He held up a finger to shush her, raising his eyebrows as he spoke into his mic. “This is the Creepy Crepes Podcast, and no, we’re not cutting any of that out.”
Sam shook her head. “And so the true horror begins.”
“Yeah, the horror of Chris thinking he’s funny.”
“Now that,” he interrupted again, “That is definitely getting cut out.”
Josh clucked his tongue like a beleaguered babysitter dealing with toddlers. “Well, while the peanut gallery flaps their yaps, I’d like to take a sec to say we’re all honored and humbled to present you with our fifth—yeah, you heard that right, fifth—episode. Sammy, tell ‘em how honored and humbled we are.”

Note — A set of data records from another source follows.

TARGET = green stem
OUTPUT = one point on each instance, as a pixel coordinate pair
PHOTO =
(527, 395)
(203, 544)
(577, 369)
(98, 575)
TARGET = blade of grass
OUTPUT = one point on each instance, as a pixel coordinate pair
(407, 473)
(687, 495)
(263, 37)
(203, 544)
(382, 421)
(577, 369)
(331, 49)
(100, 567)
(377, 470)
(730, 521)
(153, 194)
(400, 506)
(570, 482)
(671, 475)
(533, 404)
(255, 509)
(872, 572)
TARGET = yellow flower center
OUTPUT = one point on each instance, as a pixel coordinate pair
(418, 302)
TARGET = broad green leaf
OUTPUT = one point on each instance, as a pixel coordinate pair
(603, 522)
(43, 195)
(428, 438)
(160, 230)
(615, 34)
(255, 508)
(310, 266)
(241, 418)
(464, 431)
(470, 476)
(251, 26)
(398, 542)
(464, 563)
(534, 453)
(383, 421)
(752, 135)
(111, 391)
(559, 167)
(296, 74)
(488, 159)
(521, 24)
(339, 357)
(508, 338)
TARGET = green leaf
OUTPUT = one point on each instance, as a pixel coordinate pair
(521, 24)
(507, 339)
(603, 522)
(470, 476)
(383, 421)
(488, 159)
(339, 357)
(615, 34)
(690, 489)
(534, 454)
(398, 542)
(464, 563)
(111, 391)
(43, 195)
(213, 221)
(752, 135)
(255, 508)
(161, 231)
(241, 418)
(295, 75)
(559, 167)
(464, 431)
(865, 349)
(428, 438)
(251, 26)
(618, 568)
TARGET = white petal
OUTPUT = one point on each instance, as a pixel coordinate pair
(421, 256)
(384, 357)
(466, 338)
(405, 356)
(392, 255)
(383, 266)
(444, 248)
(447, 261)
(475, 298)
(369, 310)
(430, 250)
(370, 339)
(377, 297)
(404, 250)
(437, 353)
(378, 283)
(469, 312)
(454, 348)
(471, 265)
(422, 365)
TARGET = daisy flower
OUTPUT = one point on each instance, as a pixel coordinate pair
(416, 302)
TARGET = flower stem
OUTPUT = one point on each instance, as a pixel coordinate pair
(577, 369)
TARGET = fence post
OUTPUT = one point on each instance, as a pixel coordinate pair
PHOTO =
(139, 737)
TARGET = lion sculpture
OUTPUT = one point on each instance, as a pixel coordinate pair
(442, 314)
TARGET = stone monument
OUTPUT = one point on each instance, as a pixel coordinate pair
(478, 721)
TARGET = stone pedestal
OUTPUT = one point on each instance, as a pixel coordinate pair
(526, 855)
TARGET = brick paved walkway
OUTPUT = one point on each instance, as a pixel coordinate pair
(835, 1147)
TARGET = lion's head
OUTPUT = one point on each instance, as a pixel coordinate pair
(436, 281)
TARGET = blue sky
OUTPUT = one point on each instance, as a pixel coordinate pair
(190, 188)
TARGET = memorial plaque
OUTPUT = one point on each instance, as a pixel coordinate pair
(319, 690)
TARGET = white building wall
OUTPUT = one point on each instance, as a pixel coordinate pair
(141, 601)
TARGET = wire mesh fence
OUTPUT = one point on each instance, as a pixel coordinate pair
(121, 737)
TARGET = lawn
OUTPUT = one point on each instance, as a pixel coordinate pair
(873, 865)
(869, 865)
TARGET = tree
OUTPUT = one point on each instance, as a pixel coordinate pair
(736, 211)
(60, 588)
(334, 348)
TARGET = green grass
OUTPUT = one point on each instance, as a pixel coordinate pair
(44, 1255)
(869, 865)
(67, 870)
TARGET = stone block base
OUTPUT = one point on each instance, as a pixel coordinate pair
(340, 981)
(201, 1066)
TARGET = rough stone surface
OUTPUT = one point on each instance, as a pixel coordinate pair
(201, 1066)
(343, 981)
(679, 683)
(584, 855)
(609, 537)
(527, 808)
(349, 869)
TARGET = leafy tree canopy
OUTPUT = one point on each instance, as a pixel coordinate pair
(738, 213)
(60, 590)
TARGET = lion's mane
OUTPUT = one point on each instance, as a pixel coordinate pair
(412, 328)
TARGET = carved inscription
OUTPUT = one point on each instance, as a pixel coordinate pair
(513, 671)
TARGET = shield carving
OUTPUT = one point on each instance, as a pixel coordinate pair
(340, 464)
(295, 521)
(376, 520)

“Super honored,” she said, pulling her microphone just a bit closer as she settled more comfortably into her chair. “Super humbled.”
“A woman of many words…” Chris snickered. “But for real, I’m proud of us! Really! You ever think we’d make it a whole five eps?”
“No,” Sam and Ashley said at once, meeting each other’s eyes over the table and laughing.
“Wow. Nice.”
“I was totally sure you guys would get bored after like…two, and we’d have to suffer through another cooking blog debacle.”
“It wasn’t a debacle, Ash.”
“You started multiple grease fires, Chris.”
“Yeah well…clearly you and I have different definitions of ‘debacle.’”
“Clearly.”
That time, it was Sam who took it upon herself to get them back on track. Well…relatively speaking, at least. “Okay, okay, your obvious culinary shortcomings aside—”
“I have no shortcomings,” Josh deadpanned.
“Madam, you’ve gone too far this time!”
“All of that aside!” she repeated, raising her voice so she could be heard over them, her words full of laughter. “I seem to remember you guys saying you had a, uh, super special story you wanted to cover for this…let’s say ‘momentous’ occasion.”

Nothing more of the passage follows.